Jusqu’où s’arrête la correction de la Lépi ???

mercredi 5 juin 2013 par Arimi Choubadé

Bien malin qui peut donner une définition claire de la « correction » de la Liste électorale permanente informatisée (Lépi). Selon la loi, le processus n’est achevé que lors de la publication de la liste y compris sur internet. Ainsi, la Lépi n’existerait légalement que lorsque chaque électeur pourrait retrouver son nom, sa circonscription électorale, son bureau de vote, le nombre d’inscrits et toutes les autres informations liées à un scrutin, à partir de n’importe quel accès internet, en cliquant sur un logiciel informatique. Tout le contraire des simagrées hyper médiatisées autour d’un mystérieux boitier, exclusivement entretenues, entre le président de la Cena 2011, Joseph Gnonlonfoun et le réalisateur en chef de la Lépi originelle, Alifari Bako à la veille de la dernière présidentielle. A l’époque, le code secret ne marchait qu’entre ces deux là. Personne d’autres, ni les candidats, encore moins les électeurs n’avaient la moindre idée sur la disponibilité matérielle de la tristement célèbre liste électorale. Même les sages de la Cour constitutionnelle ont dû recourir aux témoignages oraux (s’il vous plait) du président de la Cena 2011 et de son adjoint pour conclure à l’existence légale du dit fichier.

Voilà, le Bénin, une nouvelle fois embarqué dans la saga de la Liste électorale permanente informatisée (Lépi).
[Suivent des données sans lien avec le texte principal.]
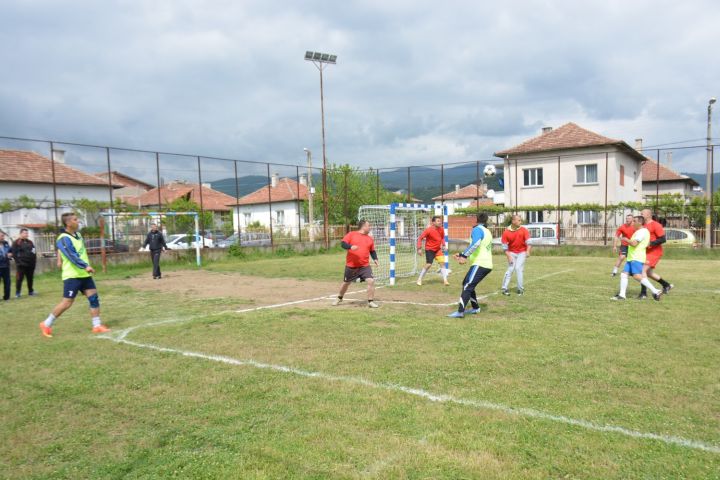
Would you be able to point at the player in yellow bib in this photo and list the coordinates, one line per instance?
(76, 275)
(637, 246)
(479, 254)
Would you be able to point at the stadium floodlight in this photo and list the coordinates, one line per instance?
(709, 180)
(321, 60)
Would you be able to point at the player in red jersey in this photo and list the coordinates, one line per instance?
(654, 252)
(434, 237)
(360, 247)
(625, 230)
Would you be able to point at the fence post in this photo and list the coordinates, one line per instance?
(202, 210)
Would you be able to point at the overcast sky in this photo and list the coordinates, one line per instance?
(417, 82)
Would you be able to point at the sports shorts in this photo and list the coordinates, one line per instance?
(633, 267)
(72, 286)
(652, 259)
(361, 273)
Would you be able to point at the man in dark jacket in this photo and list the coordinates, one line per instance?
(156, 242)
(5, 256)
(25, 260)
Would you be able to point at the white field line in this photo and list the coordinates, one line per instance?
(121, 335)
(434, 397)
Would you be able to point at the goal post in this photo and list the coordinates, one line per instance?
(395, 230)
(159, 215)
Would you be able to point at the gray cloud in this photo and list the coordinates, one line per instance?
(416, 82)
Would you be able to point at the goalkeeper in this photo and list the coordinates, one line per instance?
(434, 237)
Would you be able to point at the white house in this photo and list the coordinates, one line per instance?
(29, 175)
(280, 204)
(571, 165)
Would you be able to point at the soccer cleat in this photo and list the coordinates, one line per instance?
(100, 329)
(46, 331)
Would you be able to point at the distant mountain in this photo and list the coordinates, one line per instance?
(700, 178)
(425, 182)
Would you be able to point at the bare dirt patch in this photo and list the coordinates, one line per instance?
(222, 288)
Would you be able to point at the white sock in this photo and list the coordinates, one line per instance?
(623, 284)
(649, 285)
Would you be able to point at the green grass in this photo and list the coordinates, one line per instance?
(80, 407)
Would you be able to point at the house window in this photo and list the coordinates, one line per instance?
(588, 217)
(534, 217)
(586, 173)
(532, 177)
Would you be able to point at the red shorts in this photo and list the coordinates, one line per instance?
(652, 259)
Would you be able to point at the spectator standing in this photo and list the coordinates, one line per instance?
(5, 256)
(156, 242)
(25, 260)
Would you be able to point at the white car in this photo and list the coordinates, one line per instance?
(181, 241)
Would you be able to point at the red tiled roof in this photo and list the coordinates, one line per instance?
(650, 173)
(470, 191)
(30, 167)
(125, 180)
(212, 199)
(568, 136)
(286, 190)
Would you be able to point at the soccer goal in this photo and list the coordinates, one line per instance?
(154, 216)
(395, 230)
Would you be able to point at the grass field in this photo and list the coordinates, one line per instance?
(197, 381)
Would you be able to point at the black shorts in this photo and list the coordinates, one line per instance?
(430, 256)
(362, 273)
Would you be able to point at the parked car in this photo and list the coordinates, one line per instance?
(94, 246)
(680, 237)
(181, 241)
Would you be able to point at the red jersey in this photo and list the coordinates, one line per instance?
(625, 231)
(434, 238)
(360, 257)
(516, 240)
(656, 230)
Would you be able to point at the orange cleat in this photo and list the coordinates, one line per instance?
(46, 331)
(100, 329)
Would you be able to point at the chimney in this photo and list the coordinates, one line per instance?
(59, 156)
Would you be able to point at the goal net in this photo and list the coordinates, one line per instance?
(395, 230)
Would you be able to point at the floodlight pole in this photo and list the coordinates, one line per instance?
(709, 180)
(321, 61)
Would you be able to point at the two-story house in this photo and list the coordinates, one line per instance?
(571, 165)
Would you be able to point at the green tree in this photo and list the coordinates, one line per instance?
(348, 189)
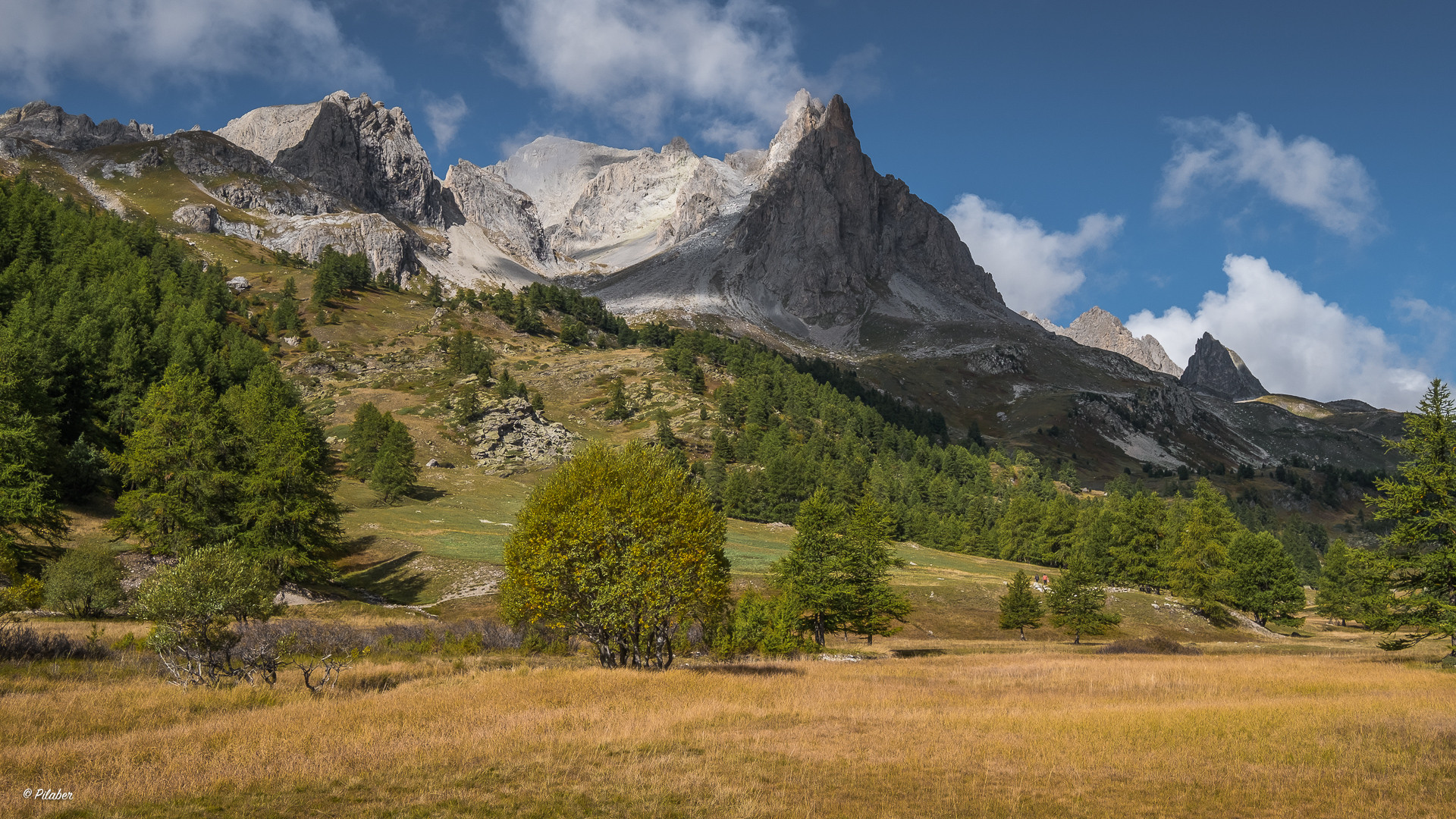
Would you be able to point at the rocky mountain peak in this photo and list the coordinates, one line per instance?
(1219, 371)
(351, 148)
(53, 127)
(800, 117)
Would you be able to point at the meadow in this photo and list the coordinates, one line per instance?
(1022, 732)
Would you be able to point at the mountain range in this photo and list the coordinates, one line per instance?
(802, 245)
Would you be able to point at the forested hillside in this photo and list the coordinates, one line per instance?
(126, 365)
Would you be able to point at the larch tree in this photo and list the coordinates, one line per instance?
(1335, 599)
(1079, 604)
(1421, 506)
(1019, 607)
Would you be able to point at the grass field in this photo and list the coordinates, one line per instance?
(1027, 733)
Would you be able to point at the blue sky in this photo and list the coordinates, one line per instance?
(1292, 159)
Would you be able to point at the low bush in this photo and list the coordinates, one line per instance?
(1147, 646)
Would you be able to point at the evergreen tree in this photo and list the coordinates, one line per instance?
(180, 468)
(1200, 561)
(366, 435)
(1019, 605)
(1335, 599)
(1264, 580)
(618, 409)
(1079, 605)
(873, 607)
(395, 468)
(1421, 504)
(816, 567)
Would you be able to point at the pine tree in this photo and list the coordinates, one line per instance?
(395, 468)
(814, 567)
(1200, 558)
(1079, 604)
(1335, 599)
(1421, 504)
(1264, 580)
(366, 435)
(1019, 605)
(873, 605)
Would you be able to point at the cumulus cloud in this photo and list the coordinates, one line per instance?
(1305, 174)
(635, 60)
(1034, 270)
(133, 44)
(1292, 340)
(443, 117)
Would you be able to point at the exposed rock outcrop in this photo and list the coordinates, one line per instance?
(827, 249)
(383, 243)
(507, 216)
(351, 148)
(1103, 330)
(513, 435)
(53, 127)
(1218, 371)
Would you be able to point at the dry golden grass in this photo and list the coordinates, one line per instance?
(974, 735)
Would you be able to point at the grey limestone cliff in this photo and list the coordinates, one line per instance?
(826, 249)
(1218, 371)
(53, 127)
(1103, 330)
(351, 148)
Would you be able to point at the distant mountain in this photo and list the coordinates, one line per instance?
(802, 245)
(1103, 330)
(1219, 371)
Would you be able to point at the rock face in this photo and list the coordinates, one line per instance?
(1103, 330)
(53, 127)
(506, 215)
(351, 148)
(1218, 371)
(511, 435)
(826, 249)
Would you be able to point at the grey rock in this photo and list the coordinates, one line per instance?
(1218, 371)
(511, 433)
(827, 251)
(199, 219)
(351, 148)
(53, 127)
(1103, 330)
(507, 215)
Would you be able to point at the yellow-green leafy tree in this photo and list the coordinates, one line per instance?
(620, 548)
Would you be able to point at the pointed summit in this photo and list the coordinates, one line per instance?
(1219, 371)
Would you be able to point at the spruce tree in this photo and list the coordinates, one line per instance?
(1079, 604)
(1421, 504)
(395, 468)
(1200, 560)
(1019, 605)
(814, 567)
(1264, 580)
(873, 605)
(366, 435)
(1335, 599)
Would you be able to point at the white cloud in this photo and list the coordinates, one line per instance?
(634, 61)
(1294, 341)
(1034, 270)
(1305, 174)
(133, 44)
(444, 117)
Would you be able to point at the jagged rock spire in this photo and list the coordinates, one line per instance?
(1219, 371)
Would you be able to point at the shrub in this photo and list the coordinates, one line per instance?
(85, 582)
(1147, 646)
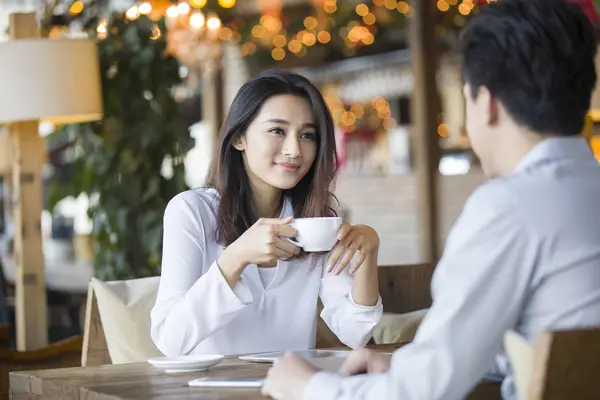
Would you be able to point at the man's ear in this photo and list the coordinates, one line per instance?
(239, 143)
(490, 104)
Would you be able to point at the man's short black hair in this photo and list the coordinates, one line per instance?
(537, 58)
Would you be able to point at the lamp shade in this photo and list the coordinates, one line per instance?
(53, 80)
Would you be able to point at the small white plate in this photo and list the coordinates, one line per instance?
(191, 363)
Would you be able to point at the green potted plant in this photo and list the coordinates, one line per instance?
(130, 163)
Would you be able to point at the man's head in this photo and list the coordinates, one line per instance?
(529, 72)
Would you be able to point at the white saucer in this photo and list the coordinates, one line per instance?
(190, 363)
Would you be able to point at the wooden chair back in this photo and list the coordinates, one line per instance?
(63, 354)
(95, 349)
(566, 365)
(403, 288)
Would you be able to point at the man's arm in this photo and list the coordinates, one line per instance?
(478, 289)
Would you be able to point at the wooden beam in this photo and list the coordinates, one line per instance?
(425, 110)
(212, 98)
(30, 286)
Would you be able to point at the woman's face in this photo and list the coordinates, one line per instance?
(280, 145)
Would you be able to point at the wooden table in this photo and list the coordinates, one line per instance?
(142, 381)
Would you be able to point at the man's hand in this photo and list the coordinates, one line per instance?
(366, 361)
(288, 377)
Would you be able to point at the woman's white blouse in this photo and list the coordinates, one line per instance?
(196, 311)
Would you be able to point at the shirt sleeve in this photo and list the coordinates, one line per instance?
(478, 288)
(351, 322)
(191, 305)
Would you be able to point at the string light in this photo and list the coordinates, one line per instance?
(213, 23)
(227, 3)
(197, 20)
(145, 8)
(132, 13)
(269, 34)
(76, 7)
(183, 8)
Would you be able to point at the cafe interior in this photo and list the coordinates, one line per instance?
(84, 186)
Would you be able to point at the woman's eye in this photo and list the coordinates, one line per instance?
(277, 131)
(309, 136)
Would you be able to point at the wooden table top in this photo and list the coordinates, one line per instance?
(140, 381)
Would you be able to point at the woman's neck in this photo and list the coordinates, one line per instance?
(268, 202)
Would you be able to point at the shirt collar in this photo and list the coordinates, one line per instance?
(557, 148)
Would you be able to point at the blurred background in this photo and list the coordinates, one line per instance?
(169, 71)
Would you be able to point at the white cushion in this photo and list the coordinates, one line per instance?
(124, 308)
(398, 328)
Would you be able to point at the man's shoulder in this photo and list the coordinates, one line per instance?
(200, 201)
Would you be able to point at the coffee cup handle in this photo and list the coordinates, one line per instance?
(292, 241)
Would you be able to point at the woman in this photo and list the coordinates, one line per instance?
(230, 282)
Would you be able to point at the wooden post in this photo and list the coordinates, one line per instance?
(425, 110)
(27, 198)
(212, 98)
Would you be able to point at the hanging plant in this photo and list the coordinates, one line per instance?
(131, 162)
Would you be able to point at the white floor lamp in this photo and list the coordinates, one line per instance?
(50, 80)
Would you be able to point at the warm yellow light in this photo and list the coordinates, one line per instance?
(225, 34)
(389, 124)
(403, 7)
(324, 37)
(172, 12)
(213, 23)
(279, 41)
(369, 39)
(362, 9)
(197, 20)
(443, 5)
(295, 46)
(197, 3)
(227, 3)
(278, 54)
(145, 8)
(258, 31)
(183, 8)
(309, 39)
(369, 19)
(330, 8)
(464, 9)
(358, 110)
(132, 13)
(76, 7)
(310, 22)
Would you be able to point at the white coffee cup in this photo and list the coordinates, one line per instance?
(316, 234)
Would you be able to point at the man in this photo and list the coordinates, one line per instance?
(525, 252)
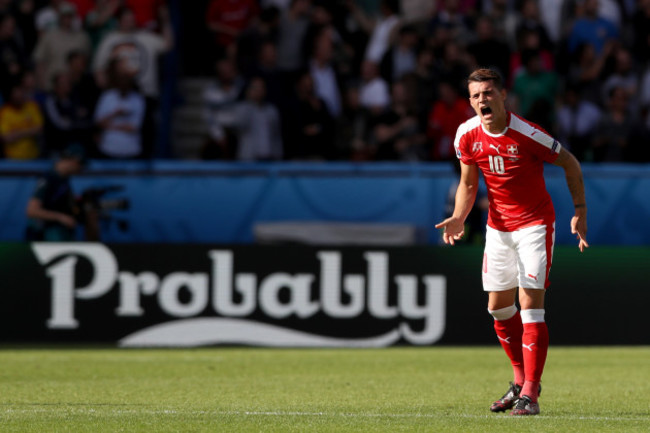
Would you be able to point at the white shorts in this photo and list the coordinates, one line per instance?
(518, 259)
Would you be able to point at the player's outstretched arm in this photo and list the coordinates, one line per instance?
(465, 196)
(576, 185)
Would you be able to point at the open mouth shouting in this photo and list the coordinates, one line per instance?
(486, 112)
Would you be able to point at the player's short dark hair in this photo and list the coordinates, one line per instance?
(483, 75)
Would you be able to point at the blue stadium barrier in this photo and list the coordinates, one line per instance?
(215, 202)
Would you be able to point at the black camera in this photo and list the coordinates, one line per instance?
(94, 200)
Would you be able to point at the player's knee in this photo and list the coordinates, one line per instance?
(533, 315)
(504, 313)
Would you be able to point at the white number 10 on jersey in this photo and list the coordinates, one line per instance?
(497, 165)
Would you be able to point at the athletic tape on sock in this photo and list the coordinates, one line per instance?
(504, 313)
(532, 316)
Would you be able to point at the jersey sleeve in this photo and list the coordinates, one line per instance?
(539, 142)
(461, 147)
(546, 147)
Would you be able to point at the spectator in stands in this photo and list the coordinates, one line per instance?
(353, 128)
(25, 15)
(426, 83)
(267, 69)
(249, 43)
(396, 134)
(258, 126)
(530, 40)
(291, 38)
(577, 120)
(21, 125)
(47, 17)
(453, 64)
(535, 90)
(141, 48)
(417, 12)
(227, 19)
(13, 56)
(445, 117)
(624, 76)
(503, 18)
(381, 31)
(617, 132)
(401, 58)
(219, 103)
(120, 113)
(147, 13)
(641, 26)
(557, 17)
(65, 121)
(488, 50)
(452, 21)
(311, 127)
(586, 69)
(84, 92)
(325, 77)
(374, 93)
(591, 28)
(54, 46)
(101, 20)
(530, 23)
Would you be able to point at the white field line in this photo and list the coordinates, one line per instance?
(110, 410)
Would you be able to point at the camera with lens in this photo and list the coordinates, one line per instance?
(93, 201)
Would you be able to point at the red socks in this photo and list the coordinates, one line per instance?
(510, 333)
(535, 348)
(524, 337)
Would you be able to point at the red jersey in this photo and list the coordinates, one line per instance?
(512, 164)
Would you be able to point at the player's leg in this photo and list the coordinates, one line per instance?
(500, 281)
(535, 246)
(508, 327)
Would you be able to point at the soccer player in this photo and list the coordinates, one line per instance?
(510, 152)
Presque exactement sur le même tempo que le processus ayant abouti aux K.O électoraux de 2011. Échafaudage législatif très laborieux précédant une désignation poussive des membres de la structure de correction et de ses démembrements. Déjà dans l’ossature se retrouvent les mêmes acteurs, à quelques exceptions près, à la base de la tragédie électorale, deux ans plus tôt. Les premières salves d’annonces lors du lancement du processus de correction donnent un aperçu de ce qui se profile à l’horizon. En effet, dès le lendemain de son sacre courant avril 2013, le président du Cos/Lépi, Sacca Lafia, avait cru lire dans un songe que les municipales pourraient se tenir à novembre 2013. Une date qui devient janvier ou février 2014 en marge des assises des acteurs du processus fin mai à Grand Popo. Rien que des hypothèses, toutes fondées sur des approximations et des rêves en couleurs.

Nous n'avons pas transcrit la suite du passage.